„Sabine“

„Sabine“ hat kurz durchgelüftet

 Sturmtief „Sabine“ hat in Hemer auch Bauzäune umgeschmissen.

Sturmtief „Sabine“ hat in Hemer auch Bauzäune umgeschmissen.

Foto: Carmen Ahlers

Hemer.  Sturmtief „Sabine“ hat Hemer weitestgehend verschont.
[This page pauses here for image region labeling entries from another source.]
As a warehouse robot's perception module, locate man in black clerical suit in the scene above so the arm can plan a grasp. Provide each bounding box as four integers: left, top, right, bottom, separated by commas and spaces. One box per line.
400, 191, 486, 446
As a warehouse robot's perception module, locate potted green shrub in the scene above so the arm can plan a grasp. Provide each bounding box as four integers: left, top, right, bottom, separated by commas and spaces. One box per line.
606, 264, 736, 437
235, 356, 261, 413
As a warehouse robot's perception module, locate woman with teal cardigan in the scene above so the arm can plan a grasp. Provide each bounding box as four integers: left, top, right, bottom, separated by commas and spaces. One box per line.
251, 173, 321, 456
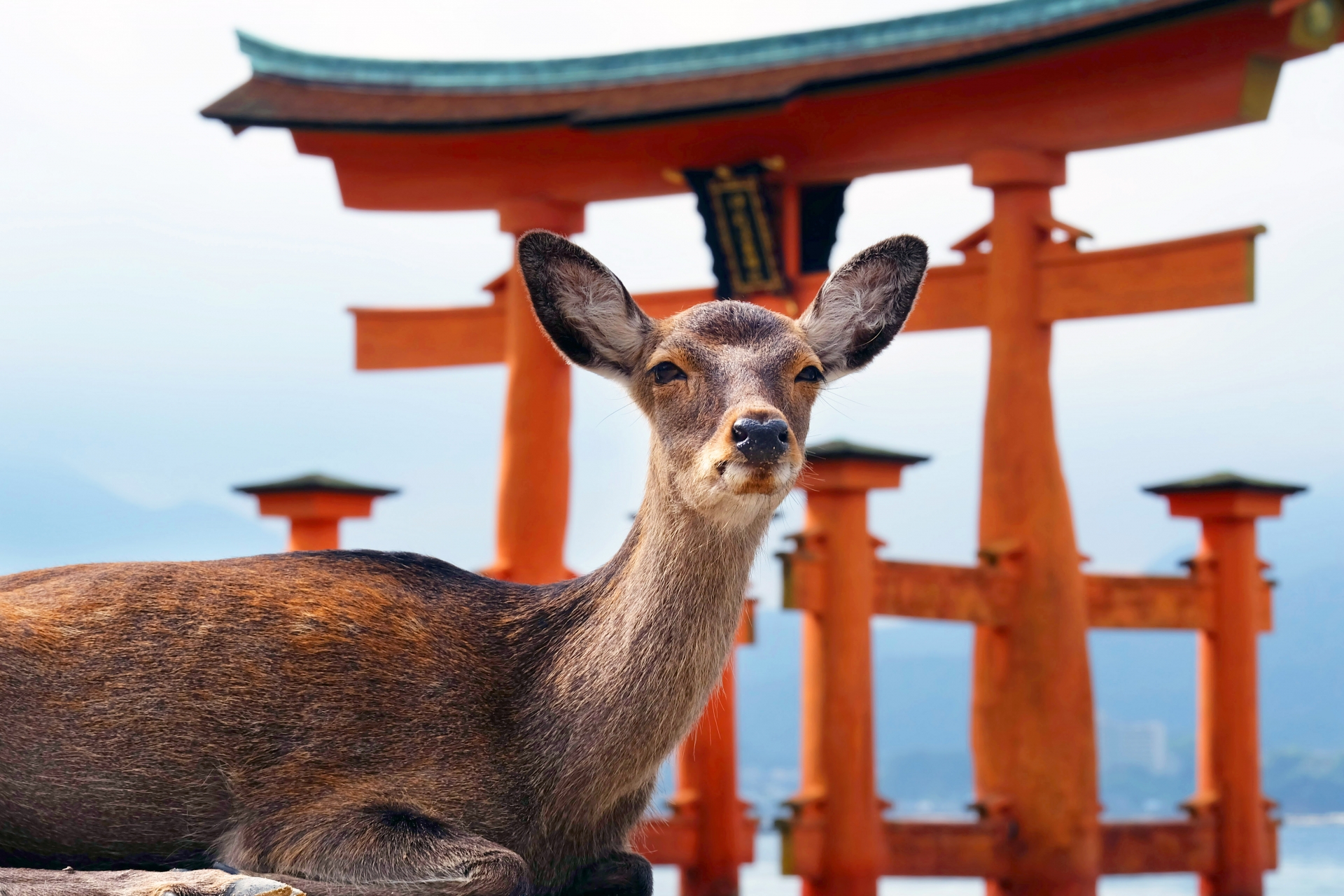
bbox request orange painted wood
[1040,227,1265,321]
[1100,817,1218,874]
[257,491,374,520]
[630,816,696,865]
[783,458,900,896]
[349,304,504,371]
[904,227,1265,332]
[484,255,574,584]
[349,227,1265,371]
[257,490,375,551]
[349,273,827,371]
[1084,575,1214,629]
[808,491,882,896]
[874,560,1011,626]
[1166,489,1284,896]
[786,814,1236,878]
[883,820,1011,878]
[294,4,1306,211]
[778,561,1273,631]
[798,458,902,496]
[902,265,986,332]
[972,153,1100,896]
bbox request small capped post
[1144,473,1306,896]
[234,473,399,551]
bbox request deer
[0,231,927,896]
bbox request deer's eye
[649,361,685,386]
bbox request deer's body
[0,234,923,896]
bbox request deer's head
[517,230,929,525]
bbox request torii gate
[204,0,1341,896]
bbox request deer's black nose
[732,418,789,463]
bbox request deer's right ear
[517,230,653,382]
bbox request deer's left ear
[517,230,653,382]
[798,235,929,382]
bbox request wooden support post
[484,202,583,584]
[1148,473,1302,896]
[972,150,1100,896]
[793,443,926,896]
[668,602,755,896]
[234,473,396,551]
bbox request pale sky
[0,0,1344,596]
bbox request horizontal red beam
[781,814,1278,878]
[780,550,1273,631]
[351,227,1264,371]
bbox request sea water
[653,814,1344,896]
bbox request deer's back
[0,551,554,858]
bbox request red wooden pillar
[1147,473,1302,896]
[793,442,926,896]
[484,200,583,584]
[668,602,755,896]
[234,473,396,551]
[972,150,1100,896]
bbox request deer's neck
[532,468,774,808]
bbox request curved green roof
[238,0,1166,92]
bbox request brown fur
[0,231,926,896]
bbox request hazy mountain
[0,459,284,573]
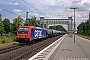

Die Feuerwehr hat mit mehr Einsätzen gerechnet.

„Wir haben in Hemer wirklich Glück gehabt“, zieht Feuerwehr-Pressesprecher Andreas Schulte eine Sturm-Bilanz, „wir haben mit wesentlich mehr Einsätzen gerechnet und wurden verschont. Glücklicherweise wurde niemand verletzt.“ Sobald der Begriff „Kyrill 2“ gefallen sei, hätten die Alarmglocken geklingelt, so Schulte. 150 Feuerwehrmänner und -frauen standen bereit, um im Notfall zum Einsatz zu fahren. Am Sonntag gegen 15 Uhr wurde der so genannte Meldekopf besetzt. Führungskräfte der Feuerwehr kamen an der Feuer- und Rettungswache in Westig zusammen, um die Einsätze besser koordinieren zu können.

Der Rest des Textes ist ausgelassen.